Practical Evaluation Checklist
- [ ] SSH access works from your environment
- [ ] TEE attestation report verifies successfully
- [ ] Agent can access required tools (APIs, databases) from inside the enclave
- [ ] Inference latency is acceptable for your workload
- [ ] vTPM-bound secrets persist across VM restarts
- [ ] Attestation can be automated in your CI/CD pipeline
Security Notes
Key management: Secrets are bound to the vTPM inside the TEE. If the VM is migrated or recreated, secrets must be re-provisioned. Plan for this in your automation.
Attestation verification: Always verify the attestation report before sending sensitive data. The report contains a measurement of the running code — compare it against your expected binary hash.
Network egress: The TEE protects memory, but network traffic still needs standard encryption (TLS). PrivateClaw’s SSH interface handles this, but any outbound API calls from your agent should also use TLS.
AMD dependency: PrivateClaw depends on AMD SEV-SNP hardware. This limits which cloud providers and regions can host your workloads. Verify availability in your target region before committing.
FAQ
Q: What happens if the host server is compromised? A: SEV-SNP encrypts VM memory at the hardware level. Even a compromised host OS or hypervisor cannot read the encrypted memory. Your agent’s data and keys remain protected.

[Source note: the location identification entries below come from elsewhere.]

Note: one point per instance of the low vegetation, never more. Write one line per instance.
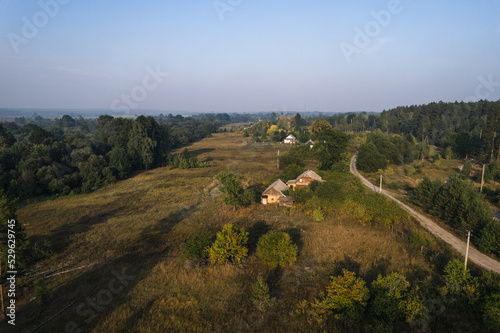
(277, 249)
(367, 266)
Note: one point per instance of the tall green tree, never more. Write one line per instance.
(331, 149)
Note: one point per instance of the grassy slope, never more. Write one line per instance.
(139, 224)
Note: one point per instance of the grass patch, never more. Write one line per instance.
(138, 226)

Q: Does PrivateClaw support GPU acceleration inside the TEE? A: Check the current documentation for GPU passthrough support. SEV-SNP with GPU acceleration is an evolving area — AMD and cloud providers are expanding support, but availability varies.
Q: How does attestation work in practice? A: PrivateClaw generates a TEE attestation report signed by the AMD Secure Processor. You verify this report against your expected code measurement before trusting the environment with sensitive data.
Q: Can I run any LLM inside the TEE? A: The inference layer runs inside TEEs, but model size is constrained by available TEE memory. Check current limits for your workload requirements.
Q: What’s the performance overhead of SEV-SNP? A: AMD reports minimal overhead for most workloads (typically under 5%). Memory-bound workloads may see slightly higher overhead due to encryption/decryption on memory access.
Conclusion
PrivateClaw addresses a real gap in the AI agent stack: running agents on sensitive data without trusting the infrastructure provider. By combining SEV-SNP hardware isolation with encrypted inference, it offers a credible path to confidential AI agent workloads.
The SSH-first interface keeps things simple, and the TEE attestation gives you cryptographic proof of what’s running. For teams handling sensitive data with AI agents — financial records, personal information, proprietary code — PrivateClaw is worth evaluating.
The main trade-off is hardware availability (AMD SEV-SNP instances aren’t everywhere yet) and the operational complexity of managing attestation in production. But for the threat model it addresses, those are reasonable costs.